Quando aveva solo 25 anni Samuele Cavallo fu colpito da un grave lutto: la morte del padre. L’attore ne ha parlato su Vanity Fair ricordando gli ultimi momenti vissuti insieme alla figura paterna: «Mio padre è venuto a mancare quando avevo 25 anni, proprio quando ero riuscito a ritrovarlo. Ci siamo ritrovati dopo tanti anni e siamo riusciti a instaurare un rapporto di amicizia e di fiducia molto prezioso.
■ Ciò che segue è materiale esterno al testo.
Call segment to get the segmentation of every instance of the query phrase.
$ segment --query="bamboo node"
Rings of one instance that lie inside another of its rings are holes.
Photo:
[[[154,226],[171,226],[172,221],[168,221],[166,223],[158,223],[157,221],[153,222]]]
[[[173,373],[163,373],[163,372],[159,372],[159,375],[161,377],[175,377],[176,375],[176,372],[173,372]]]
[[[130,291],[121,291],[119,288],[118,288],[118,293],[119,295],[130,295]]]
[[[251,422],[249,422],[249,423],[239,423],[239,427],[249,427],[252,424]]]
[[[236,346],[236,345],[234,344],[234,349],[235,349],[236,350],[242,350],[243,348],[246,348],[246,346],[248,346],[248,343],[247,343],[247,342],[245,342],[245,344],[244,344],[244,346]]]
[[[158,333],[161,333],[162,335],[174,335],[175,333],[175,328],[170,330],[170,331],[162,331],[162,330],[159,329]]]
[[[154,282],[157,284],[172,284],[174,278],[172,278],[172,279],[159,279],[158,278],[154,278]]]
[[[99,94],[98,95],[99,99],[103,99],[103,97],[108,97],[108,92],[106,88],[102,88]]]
Purtroppo poco tempo dopo si è ammalato e le cose sono precipitate anche se, negli ultimi 40 giorni di vita, non mi sono mai mosso dal suo letto: ho lasciato il lavoro e sono corso a Ostuni, in Puglia, per stargli vicino. Il mio mestiere, però, è stato un ponte perché ha permesso a me e a mio padre di ripartire. Ero in tournée con uno spettacolo diretto da Massimo Ranieri e sono entrato in una piccola chiesa nel centro di Assisi. Di impeto mi è venuta voglia di scrivergli un messaggio per invitarlo alla data che avremmo fatto a Roma, volevo che fosse orgoglioso di me. È venuto, ed è ripartito tutto da lì».